I recently shot harvested a deer and asked the processor to save the hide so that I could have it tanned. I had a friend refer me to a taxidermist, who I called and said I would get the hide to him ASAP. I then had another friend tell me that I should look into sending the hide directly to a tannery because it would be cheaper by avoiding the middle man. So I started to search for tanneries. I am confused about a few things...

1. If I go through a taxidermist, do I still have to salt the hide myself? Or is that something the taxidermist would do as part of his service?

2. I'm confused about tannery prices. I would like to know what the difference is between a "lifesize", "half lifesize", "cape", and "hide" are. 

3. How do tanneries typically price for small game?

4. Is there any advantage to going through a taxidermist rather than sending the hide myself?

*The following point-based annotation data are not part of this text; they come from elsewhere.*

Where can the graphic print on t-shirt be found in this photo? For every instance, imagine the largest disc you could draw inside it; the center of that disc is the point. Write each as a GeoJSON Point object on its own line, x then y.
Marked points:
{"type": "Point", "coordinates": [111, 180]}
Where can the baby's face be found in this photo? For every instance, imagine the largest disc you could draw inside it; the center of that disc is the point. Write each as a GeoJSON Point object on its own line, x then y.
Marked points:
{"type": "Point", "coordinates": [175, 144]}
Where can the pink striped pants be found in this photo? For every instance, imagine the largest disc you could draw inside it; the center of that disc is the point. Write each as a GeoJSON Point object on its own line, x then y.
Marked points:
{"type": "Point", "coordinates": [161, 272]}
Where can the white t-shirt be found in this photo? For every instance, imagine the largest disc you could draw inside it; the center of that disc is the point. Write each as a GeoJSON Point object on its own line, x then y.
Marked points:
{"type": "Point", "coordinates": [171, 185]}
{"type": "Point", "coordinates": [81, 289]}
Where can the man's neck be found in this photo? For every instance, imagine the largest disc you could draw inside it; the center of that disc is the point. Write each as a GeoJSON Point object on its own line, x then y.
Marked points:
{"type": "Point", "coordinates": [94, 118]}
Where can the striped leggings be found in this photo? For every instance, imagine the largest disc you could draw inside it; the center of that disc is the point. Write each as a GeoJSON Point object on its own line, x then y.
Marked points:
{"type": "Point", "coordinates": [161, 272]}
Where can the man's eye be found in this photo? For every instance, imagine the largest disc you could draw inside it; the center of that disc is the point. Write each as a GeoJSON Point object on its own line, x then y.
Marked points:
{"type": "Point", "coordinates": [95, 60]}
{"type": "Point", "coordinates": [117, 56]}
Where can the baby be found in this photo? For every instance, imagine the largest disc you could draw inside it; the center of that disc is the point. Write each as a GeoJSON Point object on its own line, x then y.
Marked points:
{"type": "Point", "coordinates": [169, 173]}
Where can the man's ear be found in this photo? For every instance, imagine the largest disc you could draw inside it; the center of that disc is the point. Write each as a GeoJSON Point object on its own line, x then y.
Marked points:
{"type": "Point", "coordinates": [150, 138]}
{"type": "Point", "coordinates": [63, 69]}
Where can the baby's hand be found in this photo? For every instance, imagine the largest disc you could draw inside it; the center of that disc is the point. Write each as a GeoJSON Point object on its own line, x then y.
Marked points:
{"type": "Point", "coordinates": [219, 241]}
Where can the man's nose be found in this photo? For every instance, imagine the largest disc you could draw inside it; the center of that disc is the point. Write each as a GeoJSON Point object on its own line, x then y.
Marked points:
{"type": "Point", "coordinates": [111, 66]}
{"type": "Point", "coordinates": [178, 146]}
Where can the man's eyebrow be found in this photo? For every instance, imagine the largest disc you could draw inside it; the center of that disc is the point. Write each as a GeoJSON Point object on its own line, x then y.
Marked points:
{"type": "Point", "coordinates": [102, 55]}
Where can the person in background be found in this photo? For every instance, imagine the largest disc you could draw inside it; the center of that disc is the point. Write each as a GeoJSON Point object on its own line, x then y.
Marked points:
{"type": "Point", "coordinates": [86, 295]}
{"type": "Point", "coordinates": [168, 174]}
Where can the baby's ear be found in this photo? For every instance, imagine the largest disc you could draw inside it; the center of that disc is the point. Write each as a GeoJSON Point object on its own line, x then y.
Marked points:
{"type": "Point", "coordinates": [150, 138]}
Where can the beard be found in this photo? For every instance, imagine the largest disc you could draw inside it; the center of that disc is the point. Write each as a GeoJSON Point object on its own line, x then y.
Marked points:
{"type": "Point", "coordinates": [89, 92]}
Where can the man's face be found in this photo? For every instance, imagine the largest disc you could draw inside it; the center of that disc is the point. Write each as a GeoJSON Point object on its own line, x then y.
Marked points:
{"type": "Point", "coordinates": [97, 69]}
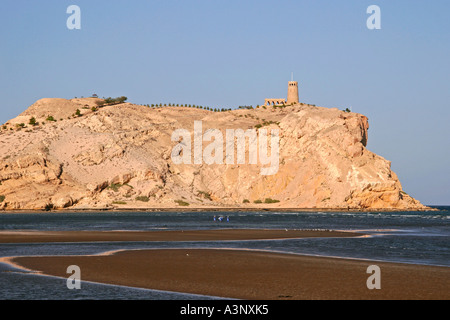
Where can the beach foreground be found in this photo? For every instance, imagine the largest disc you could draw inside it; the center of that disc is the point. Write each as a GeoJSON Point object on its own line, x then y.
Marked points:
{"type": "Point", "coordinates": [237, 273]}
{"type": "Point", "coordinates": [247, 274]}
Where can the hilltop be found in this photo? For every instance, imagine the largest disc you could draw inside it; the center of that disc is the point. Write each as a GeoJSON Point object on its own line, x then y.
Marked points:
{"type": "Point", "coordinates": [80, 154]}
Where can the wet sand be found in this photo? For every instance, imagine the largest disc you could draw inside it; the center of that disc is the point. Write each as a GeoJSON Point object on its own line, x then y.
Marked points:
{"type": "Point", "coordinates": [248, 274]}
{"type": "Point", "coordinates": [177, 235]}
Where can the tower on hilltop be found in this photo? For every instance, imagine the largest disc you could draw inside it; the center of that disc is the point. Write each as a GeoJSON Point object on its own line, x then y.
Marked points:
{"type": "Point", "coordinates": [292, 92]}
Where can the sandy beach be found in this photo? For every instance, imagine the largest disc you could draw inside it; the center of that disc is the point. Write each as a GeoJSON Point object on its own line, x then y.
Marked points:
{"type": "Point", "coordinates": [186, 235]}
{"type": "Point", "coordinates": [233, 273]}
{"type": "Point", "coordinates": [246, 274]}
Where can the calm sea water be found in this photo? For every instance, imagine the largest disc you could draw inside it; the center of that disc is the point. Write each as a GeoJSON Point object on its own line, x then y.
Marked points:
{"type": "Point", "coordinates": [408, 237]}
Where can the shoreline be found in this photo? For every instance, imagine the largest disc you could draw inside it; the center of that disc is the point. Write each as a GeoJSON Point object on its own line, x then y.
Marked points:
{"type": "Point", "coordinates": [248, 274]}
{"type": "Point", "coordinates": [216, 209]}
{"type": "Point", "coordinates": [22, 236]}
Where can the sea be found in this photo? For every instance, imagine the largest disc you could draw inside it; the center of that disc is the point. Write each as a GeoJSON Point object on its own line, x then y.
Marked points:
{"type": "Point", "coordinates": [405, 237]}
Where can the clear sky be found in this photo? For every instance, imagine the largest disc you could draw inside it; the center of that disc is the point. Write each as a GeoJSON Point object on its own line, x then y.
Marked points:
{"type": "Point", "coordinates": [238, 52]}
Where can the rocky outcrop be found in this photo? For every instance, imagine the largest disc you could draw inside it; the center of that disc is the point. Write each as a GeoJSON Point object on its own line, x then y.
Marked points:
{"type": "Point", "coordinates": [120, 157]}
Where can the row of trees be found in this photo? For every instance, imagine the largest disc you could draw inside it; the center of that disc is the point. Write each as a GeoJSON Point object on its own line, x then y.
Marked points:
{"type": "Point", "coordinates": [188, 106]}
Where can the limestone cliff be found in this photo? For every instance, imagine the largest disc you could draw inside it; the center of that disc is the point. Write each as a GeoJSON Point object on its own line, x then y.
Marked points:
{"type": "Point", "coordinates": [120, 157]}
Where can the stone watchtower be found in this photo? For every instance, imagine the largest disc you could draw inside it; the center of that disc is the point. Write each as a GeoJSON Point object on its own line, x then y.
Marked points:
{"type": "Point", "coordinates": [292, 92]}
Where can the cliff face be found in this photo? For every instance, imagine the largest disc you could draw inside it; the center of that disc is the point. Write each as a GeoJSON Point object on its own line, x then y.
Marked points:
{"type": "Point", "coordinates": [120, 156]}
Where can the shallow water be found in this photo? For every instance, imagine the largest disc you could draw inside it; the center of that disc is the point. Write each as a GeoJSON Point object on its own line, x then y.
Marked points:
{"type": "Point", "coordinates": [408, 237]}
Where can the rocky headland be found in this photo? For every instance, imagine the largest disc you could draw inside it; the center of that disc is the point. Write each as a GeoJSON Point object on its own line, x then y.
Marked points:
{"type": "Point", "coordinates": [81, 154]}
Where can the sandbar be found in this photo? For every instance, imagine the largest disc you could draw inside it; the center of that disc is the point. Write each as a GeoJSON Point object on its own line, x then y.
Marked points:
{"type": "Point", "coordinates": [251, 274]}
{"type": "Point", "coordinates": [165, 235]}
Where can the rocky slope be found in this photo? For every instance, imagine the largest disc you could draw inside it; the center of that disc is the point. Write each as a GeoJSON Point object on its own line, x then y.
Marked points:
{"type": "Point", "coordinates": [120, 157]}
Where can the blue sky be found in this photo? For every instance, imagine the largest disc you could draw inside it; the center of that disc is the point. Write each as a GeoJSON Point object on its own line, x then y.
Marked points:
{"type": "Point", "coordinates": [230, 53]}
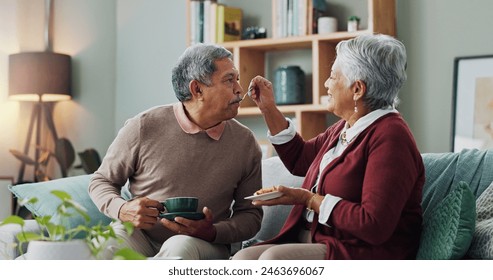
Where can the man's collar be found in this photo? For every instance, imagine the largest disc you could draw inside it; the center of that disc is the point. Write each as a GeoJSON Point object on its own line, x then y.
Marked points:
{"type": "Point", "coordinates": [191, 128]}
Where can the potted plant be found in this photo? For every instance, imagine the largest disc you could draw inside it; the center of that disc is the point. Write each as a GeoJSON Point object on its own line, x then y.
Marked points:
{"type": "Point", "coordinates": [56, 241]}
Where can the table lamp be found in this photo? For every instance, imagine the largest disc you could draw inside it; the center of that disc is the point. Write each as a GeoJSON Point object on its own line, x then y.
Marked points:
{"type": "Point", "coordinates": [39, 77]}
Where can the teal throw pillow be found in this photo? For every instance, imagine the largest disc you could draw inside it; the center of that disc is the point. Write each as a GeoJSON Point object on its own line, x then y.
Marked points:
{"type": "Point", "coordinates": [75, 186]}
{"type": "Point", "coordinates": [449, 228]}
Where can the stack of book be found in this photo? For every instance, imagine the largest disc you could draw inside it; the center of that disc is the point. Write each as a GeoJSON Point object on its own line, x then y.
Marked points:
{"type": "Point", "coordinates": [296, 17]}
{"type": "Point", "coordinates": [211, 22]}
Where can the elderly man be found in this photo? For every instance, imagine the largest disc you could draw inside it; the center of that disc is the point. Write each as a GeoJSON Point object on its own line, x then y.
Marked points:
{"type": "Point", "coordinates": [190, 148]}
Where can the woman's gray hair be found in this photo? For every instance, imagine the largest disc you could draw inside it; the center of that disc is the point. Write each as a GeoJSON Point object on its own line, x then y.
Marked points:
{"type": "Point", "coordinates": [196, 63]}
{"type": "Point", "coordinates": [377, 60]}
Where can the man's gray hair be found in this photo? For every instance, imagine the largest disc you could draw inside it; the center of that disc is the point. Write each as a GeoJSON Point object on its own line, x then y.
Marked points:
{"type": "Point", "coordinates": [196, 63]}
{"type": "Point", "coordinates": [377, 60]}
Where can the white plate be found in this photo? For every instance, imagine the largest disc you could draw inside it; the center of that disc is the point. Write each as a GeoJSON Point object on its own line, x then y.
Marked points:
{"type": "Point", "coordinates": [265, 196]}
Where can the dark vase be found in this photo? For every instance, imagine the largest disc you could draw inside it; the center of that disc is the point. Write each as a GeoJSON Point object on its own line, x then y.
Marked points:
{"type": "Point", "coordinates": [289, 85]}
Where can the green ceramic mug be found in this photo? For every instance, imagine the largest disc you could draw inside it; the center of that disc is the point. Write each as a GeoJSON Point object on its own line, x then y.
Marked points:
{"type": "Point", "coordinates": [180, 204]}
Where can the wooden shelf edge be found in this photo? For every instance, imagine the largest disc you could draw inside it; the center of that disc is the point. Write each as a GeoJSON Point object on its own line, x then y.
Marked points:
{"type": "Point", "coordinates": [291, 42]}
{"type": "Point", "coordinates": [285, 109]}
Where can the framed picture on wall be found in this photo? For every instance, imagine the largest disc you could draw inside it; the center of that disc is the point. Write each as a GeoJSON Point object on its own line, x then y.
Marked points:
{"type": "Point", "coordinates": [472, 111]}
{"type": "Point", "coordinates": [6, 198]}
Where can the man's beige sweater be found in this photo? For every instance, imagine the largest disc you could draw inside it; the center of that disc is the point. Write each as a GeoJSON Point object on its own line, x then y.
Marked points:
{"type": "Point", "coordinates": [161, 160]}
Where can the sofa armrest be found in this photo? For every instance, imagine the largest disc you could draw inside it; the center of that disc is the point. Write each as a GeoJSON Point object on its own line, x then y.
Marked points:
{"type": "Point", "coordinates": [8, 239]}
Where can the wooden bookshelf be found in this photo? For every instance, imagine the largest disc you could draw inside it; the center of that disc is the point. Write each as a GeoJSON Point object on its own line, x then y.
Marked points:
{"type": "Point", "coordinates": [250, 59]}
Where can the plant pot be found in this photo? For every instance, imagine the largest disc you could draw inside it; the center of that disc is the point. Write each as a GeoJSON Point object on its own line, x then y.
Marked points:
{"type": "Point", "coordinates": [75, 249]}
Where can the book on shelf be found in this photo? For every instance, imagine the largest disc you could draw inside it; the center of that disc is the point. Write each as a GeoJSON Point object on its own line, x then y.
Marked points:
{"type": "Point", "coordinates": [296, 17]}
{"type": "Point", "coordinates": [196, 21]}
{"type": "Point", "coordinates": [229, 23]}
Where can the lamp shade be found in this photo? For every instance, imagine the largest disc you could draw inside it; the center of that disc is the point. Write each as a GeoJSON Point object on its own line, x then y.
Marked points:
{"type": "Point", "coordinates": [39, 76]}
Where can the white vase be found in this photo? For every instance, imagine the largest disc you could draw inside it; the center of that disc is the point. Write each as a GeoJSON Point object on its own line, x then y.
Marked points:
{"type": "Point", "coordinates": [75, 249]}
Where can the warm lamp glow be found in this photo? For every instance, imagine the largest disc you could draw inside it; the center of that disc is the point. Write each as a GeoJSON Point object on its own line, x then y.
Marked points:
{"type": "Point", "coordinates": [39, 76]}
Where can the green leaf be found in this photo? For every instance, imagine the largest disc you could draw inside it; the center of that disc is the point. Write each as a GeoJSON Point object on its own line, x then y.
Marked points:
{"type": "Point", "coordinates": [129, 227]}
{"type": "Point", "coordinates": [13, 220]}
{"type": "Point", "coordinates": [128, 254]}
{"type": "Point", "coordinates": [25, 201]}
{"type": "Point", "coordinates": [62, 195]}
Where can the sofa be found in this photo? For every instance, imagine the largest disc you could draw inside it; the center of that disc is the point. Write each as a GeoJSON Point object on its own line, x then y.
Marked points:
{"type": "Point", "coordinates": [457, 205]}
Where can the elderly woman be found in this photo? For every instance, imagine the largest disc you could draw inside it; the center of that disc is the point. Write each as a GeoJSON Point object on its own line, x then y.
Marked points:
{"type": "Point", "coordinates": [361, 198]}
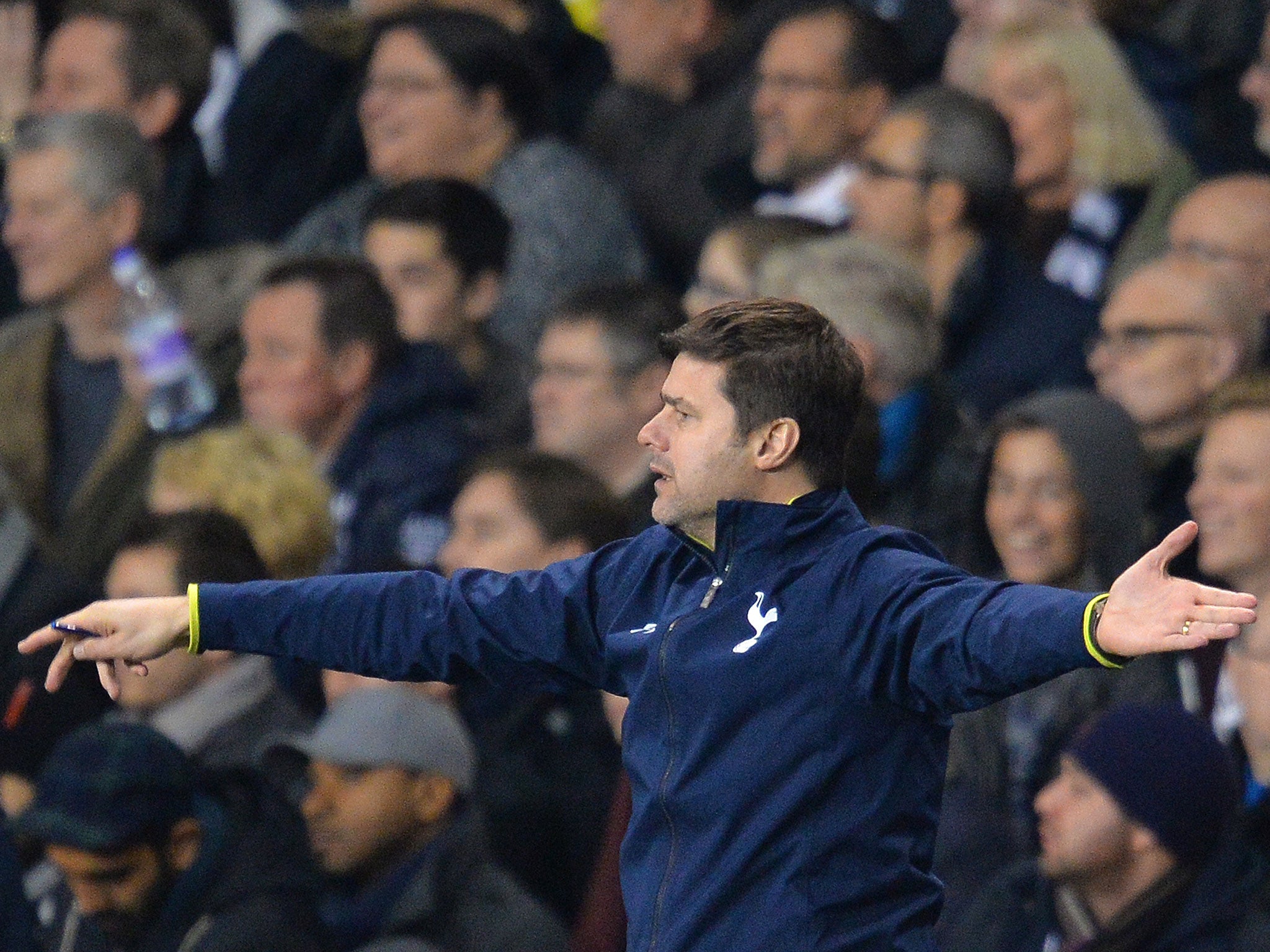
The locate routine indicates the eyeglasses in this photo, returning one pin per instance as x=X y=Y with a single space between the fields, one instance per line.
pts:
x=876 y=169
x=1139 y=338
x=1214 y=254
x=401 y=86
x=784 y=83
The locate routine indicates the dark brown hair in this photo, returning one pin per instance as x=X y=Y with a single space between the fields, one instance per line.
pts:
x=783 y=358
x=562 y=498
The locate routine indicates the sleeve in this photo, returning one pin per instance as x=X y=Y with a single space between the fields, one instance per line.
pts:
x=944 y=641
x=534 y=630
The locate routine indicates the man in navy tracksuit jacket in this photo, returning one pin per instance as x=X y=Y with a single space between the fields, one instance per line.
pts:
x=790 y=674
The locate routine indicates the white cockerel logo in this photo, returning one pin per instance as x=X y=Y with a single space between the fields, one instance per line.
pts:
x=758 y=620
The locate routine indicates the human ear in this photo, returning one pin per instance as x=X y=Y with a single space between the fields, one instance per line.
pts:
x=154 y=113
x=775 y=443
x=432 y=796
x=355 y=368
x=481 y=296
x=945 y=206
x=184 y=840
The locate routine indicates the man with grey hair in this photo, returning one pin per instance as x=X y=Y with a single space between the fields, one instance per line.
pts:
x=879 y=301
x=73 y=437
x=936 y=183
x=1171 y=334
x=390 y=816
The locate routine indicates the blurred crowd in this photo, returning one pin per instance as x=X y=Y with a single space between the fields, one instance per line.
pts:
x=424 y=254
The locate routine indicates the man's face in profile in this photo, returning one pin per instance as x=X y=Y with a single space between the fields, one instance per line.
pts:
x=121 y=892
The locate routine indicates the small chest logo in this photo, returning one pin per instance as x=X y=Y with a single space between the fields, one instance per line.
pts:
x=758 y=621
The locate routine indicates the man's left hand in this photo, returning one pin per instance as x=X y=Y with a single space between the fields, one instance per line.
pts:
x=1148 y=611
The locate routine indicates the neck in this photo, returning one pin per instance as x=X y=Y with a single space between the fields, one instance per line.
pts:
x=945 y=260
x=1173 y=434
x=1050 y=196
x=779 y=488
x=328 y=443
x=92 y=320
x=623 y=471
x=482 y=159
x=1112 y=891
x=471 y=356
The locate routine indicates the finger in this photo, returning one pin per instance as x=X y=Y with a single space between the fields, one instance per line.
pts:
x=1212 y=631
x=110 y=681
x=41 y=639
x=1209 y=596
x=1219 y=615
x=107 y=649
x=60 y=667
x=1174 y=544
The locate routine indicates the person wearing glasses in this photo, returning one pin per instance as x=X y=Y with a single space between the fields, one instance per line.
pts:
x=936 y=183
x=1171 y=334
x=825 y=79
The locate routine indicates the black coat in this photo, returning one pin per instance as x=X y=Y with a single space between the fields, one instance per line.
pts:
x=255 y=894
x=461 y=902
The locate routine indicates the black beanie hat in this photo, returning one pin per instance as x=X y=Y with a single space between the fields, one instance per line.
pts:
x=1166 y=771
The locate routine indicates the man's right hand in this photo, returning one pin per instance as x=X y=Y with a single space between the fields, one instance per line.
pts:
x=130 y=631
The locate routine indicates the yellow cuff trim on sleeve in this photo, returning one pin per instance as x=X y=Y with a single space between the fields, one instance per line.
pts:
x=192 y=592
x=1091 y=644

Thanks for taking the time to read and answer. I'm very inexperienced in the world of hide preservation.


----------



## Steelfishin (Jan 16, 2003)

Your going to send it in with eyes, ears, and lips turned and fleshed, then salted and dried if you don't the tannery will charge you for this service as they will not tan without it being done. Cost can range up to 100.00 on top of tanning cost. A full body tan includes the feet, half size is the front half with feet, cape is like all deer shoulder mounts and back skin is missing head and feet but just the body with hair on. Also you will have shipping to and from the tannery on top of tanning. Most tanning runs around 45 to 55 dollars for shoulder mounts from a tannery, minus the time to cape and turn eyes, ears, and lips along with salt. So tell me why worry about saving a couple bucks and just take it to a taxidermist and know its done correctly again? Sorry just always wondered why customers would look to save 20 bucks, but want blue ribbon work everytime. 

posted using Outdoor Hub Campfire


----------



## Paul Thompson (Jul 16, 2007)

Let me ask you this,, why do you salt a skin in the first place, other than the suggestion by the tannery that you do? A taxidermist knows why.

Why is it important to get it to a taxidermist asap vs. you tinkering on fleshing on it for hours?

That raw skin is starting to rot as soon as it hits the dirt. Who has the better chance of prepping the skin to stop the rotting process before getting the skin the tannery than you do?


----------